レイの事は良くわからないが、ミサトには今いるレイは人としか見れていないのだし、
「下のプラントは見たけれど、結局の所レイの事はそう知らないのよね」
「ええ、でも、余り積極的に知ろうとは思わないわね」
「でしょうね……この問題は良いわ。何か有効な手を思いついてくれれば」
「……必ずね」
半分、いい手が思いつかなければレイを犠牲にすると言っているようなものである。なんとしても、防がなければいけない。
しかし、それは歴史通りの結果なのだが……それでリツコは良いのだろうか?顔に出てしまったのだろう、一つ溜息をついてから答えた。
「…その事はまだ答えは出せたいないわ」
「もう、そんなに時間はないわよ?」
「分かっているわ。でも、分かっていれば、答えが出せるという物でもないわ…」
「……そう、でも間に合わなくなっては意味はないわよ」
リツコはまだ迷っている……もう残っている時間は無いというのは分かっているが、まだ踏み切れていない。ミサトの事とその話がと言うので悩んでいるのではないだろう。
リツコの碇への想いは理解出来ない。そこまで深いのは何か特別な物があるのだろうか?……最も、あってもミサトが知る事はないし、どうこうする事も出来ないものなのだろうが、
本部を出て中央病院にやってきた。
医師からレイの様子を聞いたのだが、身体に異常はないが、今のところまだ目を覚ましていないので、精神的なものはまだ分からないと言うことだった。
レイの病室を覗いてみると、レイはベッドで寝たままで、その脇の椅子に座っているシンジは船を漕いでいた。
もう時間が時間であるし、色々と疲れていたのだろう。それも当然である。
シンジもどこかに寝かせてやろうと思ったが、あいにくベッドは一つしかなく、簡易ベッドのようなものも見あたらなかった。
「……う〜ん、仕方ないわね」
レイもシンジもぐっすりと寝ていることを確認して、レイのベッドの中心からずらし、空いたスペースにシンジを寝させることにした。
(二人とも軽いわね)
元々子供と言うこともあるが二人とも小柄な方で軽い。こんな二人とアスカの三人の子供が世界の運命を背負っているのである。その事をシンジを空いたスペースに寝かせながら思っていた。

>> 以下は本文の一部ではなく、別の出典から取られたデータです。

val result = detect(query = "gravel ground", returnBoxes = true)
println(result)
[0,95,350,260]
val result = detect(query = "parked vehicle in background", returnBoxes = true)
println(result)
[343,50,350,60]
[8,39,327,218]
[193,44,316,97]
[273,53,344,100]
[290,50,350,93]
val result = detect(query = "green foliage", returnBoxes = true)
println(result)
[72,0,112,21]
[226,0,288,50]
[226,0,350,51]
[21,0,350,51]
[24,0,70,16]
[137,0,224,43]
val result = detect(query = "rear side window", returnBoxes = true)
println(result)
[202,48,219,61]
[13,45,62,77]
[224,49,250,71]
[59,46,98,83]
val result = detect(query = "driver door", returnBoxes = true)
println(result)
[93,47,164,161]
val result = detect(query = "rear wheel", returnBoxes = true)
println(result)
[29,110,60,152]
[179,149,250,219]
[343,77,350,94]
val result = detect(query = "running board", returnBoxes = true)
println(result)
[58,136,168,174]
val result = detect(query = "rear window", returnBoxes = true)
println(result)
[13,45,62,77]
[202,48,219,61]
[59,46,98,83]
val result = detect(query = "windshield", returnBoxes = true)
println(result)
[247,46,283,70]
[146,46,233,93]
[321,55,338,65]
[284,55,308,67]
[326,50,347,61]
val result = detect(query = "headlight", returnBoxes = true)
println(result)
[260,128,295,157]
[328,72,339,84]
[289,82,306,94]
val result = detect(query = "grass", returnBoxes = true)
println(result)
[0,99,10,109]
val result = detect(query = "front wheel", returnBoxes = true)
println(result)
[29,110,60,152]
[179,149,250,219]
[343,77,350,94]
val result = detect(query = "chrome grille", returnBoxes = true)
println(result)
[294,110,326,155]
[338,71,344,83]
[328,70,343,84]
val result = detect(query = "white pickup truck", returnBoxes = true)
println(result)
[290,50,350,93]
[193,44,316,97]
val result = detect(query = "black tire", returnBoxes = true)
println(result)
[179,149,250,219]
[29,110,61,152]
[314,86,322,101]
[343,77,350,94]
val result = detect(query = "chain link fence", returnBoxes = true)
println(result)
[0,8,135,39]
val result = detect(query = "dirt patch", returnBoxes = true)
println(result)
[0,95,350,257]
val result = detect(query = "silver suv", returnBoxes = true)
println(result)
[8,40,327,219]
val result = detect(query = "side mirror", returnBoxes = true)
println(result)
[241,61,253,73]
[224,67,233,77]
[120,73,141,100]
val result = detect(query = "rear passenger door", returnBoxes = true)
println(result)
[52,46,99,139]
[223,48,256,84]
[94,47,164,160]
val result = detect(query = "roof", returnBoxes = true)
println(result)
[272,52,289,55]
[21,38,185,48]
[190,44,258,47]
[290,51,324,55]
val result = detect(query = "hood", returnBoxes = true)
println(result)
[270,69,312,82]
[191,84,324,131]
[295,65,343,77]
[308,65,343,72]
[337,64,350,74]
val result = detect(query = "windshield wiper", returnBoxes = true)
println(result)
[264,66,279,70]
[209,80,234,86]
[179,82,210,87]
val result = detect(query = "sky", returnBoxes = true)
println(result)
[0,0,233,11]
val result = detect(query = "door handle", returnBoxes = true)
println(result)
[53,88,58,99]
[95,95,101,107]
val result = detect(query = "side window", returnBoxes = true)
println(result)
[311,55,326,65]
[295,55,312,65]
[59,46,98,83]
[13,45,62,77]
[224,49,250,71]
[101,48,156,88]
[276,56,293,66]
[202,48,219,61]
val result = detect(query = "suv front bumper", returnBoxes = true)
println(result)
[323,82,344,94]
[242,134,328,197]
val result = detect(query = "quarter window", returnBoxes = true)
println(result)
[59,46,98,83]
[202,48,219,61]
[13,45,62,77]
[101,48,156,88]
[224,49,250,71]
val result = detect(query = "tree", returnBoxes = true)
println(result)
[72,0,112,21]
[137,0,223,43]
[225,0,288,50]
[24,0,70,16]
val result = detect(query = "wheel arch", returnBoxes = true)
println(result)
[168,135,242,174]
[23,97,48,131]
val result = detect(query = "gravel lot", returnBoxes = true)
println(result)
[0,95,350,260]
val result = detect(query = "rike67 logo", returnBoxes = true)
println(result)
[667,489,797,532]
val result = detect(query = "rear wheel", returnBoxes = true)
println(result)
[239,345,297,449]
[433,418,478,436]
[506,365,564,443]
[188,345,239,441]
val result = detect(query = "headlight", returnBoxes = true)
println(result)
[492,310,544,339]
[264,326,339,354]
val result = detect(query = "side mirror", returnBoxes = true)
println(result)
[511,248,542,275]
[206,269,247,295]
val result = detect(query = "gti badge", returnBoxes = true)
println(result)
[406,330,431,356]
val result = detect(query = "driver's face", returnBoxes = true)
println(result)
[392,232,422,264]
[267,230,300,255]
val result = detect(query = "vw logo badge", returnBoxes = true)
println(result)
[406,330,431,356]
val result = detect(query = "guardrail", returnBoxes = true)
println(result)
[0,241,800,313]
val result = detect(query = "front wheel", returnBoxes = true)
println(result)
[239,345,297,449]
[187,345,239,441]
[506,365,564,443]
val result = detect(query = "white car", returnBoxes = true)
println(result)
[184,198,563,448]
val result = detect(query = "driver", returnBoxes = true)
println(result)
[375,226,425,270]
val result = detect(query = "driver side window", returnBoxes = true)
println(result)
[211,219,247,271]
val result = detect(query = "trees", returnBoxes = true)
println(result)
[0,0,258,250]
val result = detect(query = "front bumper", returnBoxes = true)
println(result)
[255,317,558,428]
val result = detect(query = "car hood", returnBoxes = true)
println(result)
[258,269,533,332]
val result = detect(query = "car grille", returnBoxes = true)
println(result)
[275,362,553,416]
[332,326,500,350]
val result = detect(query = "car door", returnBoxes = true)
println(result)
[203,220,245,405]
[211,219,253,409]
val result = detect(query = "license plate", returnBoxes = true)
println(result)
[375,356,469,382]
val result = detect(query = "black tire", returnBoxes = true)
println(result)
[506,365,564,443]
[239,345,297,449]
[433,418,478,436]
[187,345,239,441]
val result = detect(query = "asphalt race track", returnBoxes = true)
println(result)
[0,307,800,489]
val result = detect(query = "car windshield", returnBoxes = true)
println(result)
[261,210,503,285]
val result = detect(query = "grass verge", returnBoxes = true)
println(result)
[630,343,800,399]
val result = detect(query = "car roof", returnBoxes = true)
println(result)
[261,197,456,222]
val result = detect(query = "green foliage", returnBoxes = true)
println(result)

二人はすやすやと寝息を立てている……どんな夢を見ているのかは分からないが、あんな事の後だけにそれが良い夢であることを願い病室を後にした。
病院から帰る途中、アスカのマンションに寄ってみた。
外からアスカの部屋を見ると、明かりは消えていた。
今、アスカは暗い部屋で考え込んでいるのだろうか?それとも寝ているのだろうか?その事はミサトには分からないが、後者であればいいと思う。
暫くアスカのマンションの前で佇んでいたが、やがて車に戻りアクセルを踏み、我が家に向けて車を滑り出させた。